The Buckeye Institute released a policy brief on Mar. 16 outlining concerns about American Electric Power’s (AEP) data center tariff plan, which is currently under review by the Ohio Supreme Court. The organization said the pricing model could harm Ohio’s economy and increase costs for residential ratepayers.
The issue is significant as it may affect both energy prices for consumers and the state’s ability to attract high-tech jobs. The Buckeye Institute argued that if Ohio continues with policies seen as unfriendly to data centers, these companies may choose to invest elsewhere.
“Aswin Prabhakar, an economic research analyst at The Buckeye Institute and the author of Undermining Ohio’s Competitive Edge, said, “While PUCO’s approval of AEP’s data center tariff was a short-term win for the utility, it will produce a long-term loss for Ohio. If Ohio persists in treating data centers as threats instead of opportunities, these companies will respond. Data centers will still be built and will still create high-tech jobs—just not in Ohio.”
The policy brief identified four main concerns: AEP’s pricing model includes an 85 percent minimum demand charge, lengthy contract terms, and steep exit penalties that could drive large users out of state; punitive terms might push data centers to generate their own power rather than use AEP services; a two-year moratorium imposed by AEP in March 2023 gave the company leverage over new customers; and neighboring states are actively courting investments while Ohio debates tariffs.

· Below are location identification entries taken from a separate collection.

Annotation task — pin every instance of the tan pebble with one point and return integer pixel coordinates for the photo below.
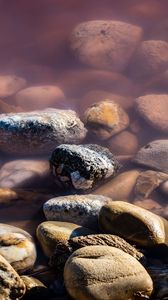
(124, 143)
(105, 119)
(10, 84)
(50, 233)
(115, 43)
(102, 272)
(121, 187)
(133, 223)
(154, 109)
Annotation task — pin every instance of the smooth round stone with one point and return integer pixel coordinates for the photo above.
(154, 109)
(133, 223)
(34, 288)
(83, 209)
(39, 132)
(39, 97)
(82, 166)
(121, 187)
(11, 285)
(102, 272)
(123, 143)
(115, 43)
(24, 173)
(17, 247)
(154, 155)
(10, 84)
(105, 119)
(50, 233)
(150, 59)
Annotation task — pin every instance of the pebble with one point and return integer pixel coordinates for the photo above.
(124, 143)
(82, 166)
(115, 43)
(103, 272)
(17, 247)
(10, 84)
(50, 233)
(95, 96)
(83, 209)
(76, 83)
(154, 110)
(154, 155)
(34, 288)
(11, 285)
(39, 97)
(121, 187)
(105, 119)
(150, 59)
(65, 248)
(133, 223)
(148, 181)
(23, 173)
(38, 132)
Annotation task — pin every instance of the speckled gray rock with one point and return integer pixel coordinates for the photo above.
(65, 248)
(82, 166)
(103, 272)
(154, 155)
(115, 43)
(17, 247)
(83, 209)
(38, 132)
(11, 285)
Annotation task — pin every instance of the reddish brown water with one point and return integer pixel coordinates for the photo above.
(35, 45)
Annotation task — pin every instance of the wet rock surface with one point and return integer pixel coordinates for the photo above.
(115, 43)
(84, 209)
(82, 166)
(102, 272)
(39, 132)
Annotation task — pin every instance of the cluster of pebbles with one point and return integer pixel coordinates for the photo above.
(100, 180)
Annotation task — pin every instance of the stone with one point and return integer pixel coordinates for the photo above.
(154, 110)
(103, 272)
(150, 59)
(105, 119)
(23, 173)
(115, 43)
(83, 209)
(17, 247)
(10, 84)
(121, 187)
(50, 233)
(8, 108)
(11, 285)
(76, 83)
(34, 288)
(65, 248)
(133, 223)
(123, 143)
(95, 96)
(154, 155)
(39, 132)
(82, 167)
(148, 181)
(39, 97)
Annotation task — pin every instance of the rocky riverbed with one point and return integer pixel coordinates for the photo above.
(84, 151)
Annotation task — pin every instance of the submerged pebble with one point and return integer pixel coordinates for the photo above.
(82, 166)
(115, 43)
(83, 209)
(106, 118)
(50, 233)
(38, 132)
(103, 272)
(154, 155)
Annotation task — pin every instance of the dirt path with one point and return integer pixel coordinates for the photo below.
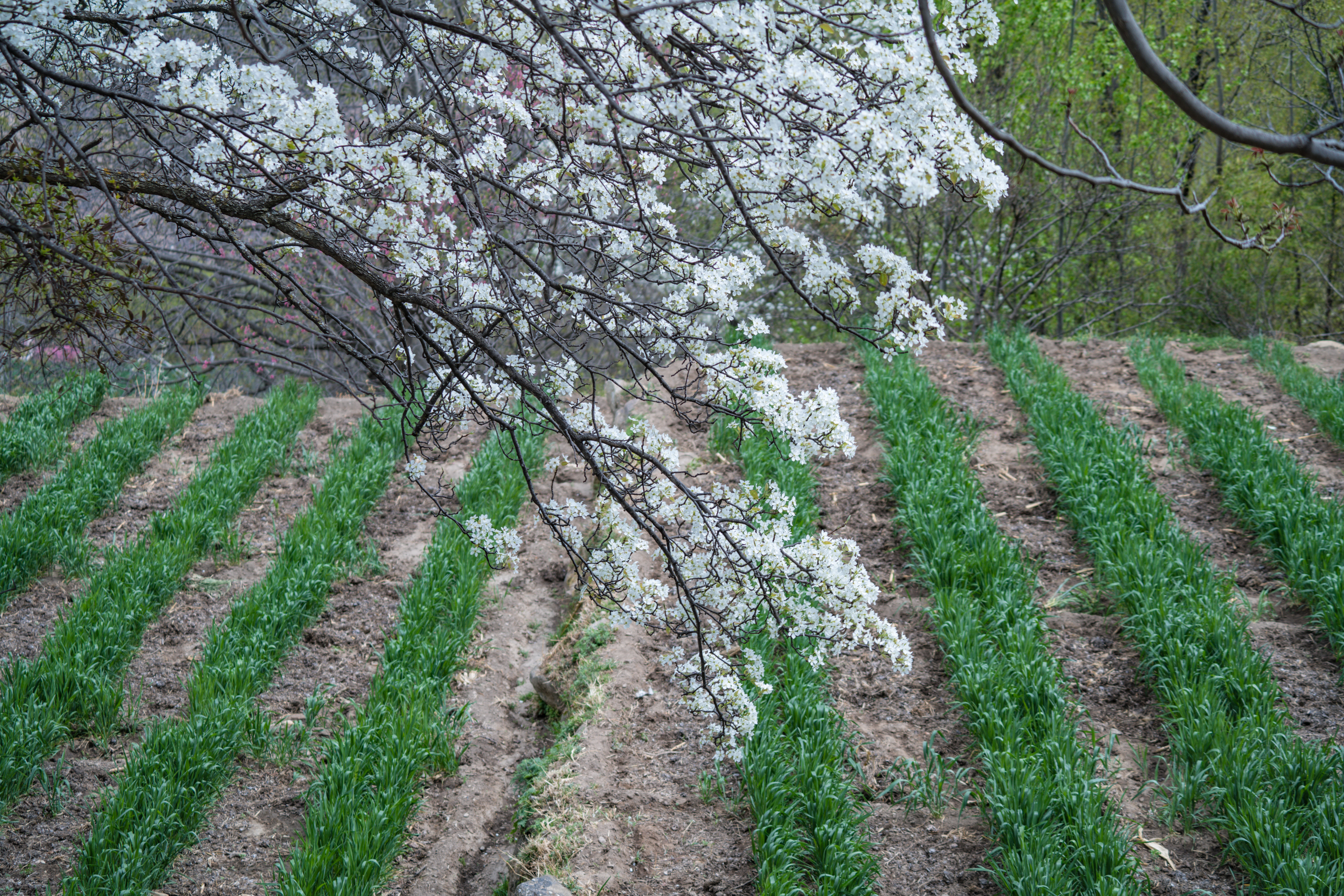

AEP’s plan was approved by the Public Utilities Commission of Ohio but is being challenged in court by the Ohio Manufacturers’ Association Energy Group.
According to the official website, The Buckeye Institute depends on private funding from individuals, corporations, and foundations. The organization has offices on Capitol Square in Columbus, Ohio. It works to promote free-market public policy through research, data analysis, and policy development. While focusing on issues within Ohio, it also promotes free-market ideas nationally. The group aids policymakers with research and data to advance free-market principles and is classified as a nonprofit under section 501(c)(3) of the Internal Revenue Code.
The broader implications of this case could influence how other states approach similar utility tariffs and impact where technology companies decide to locate their operations.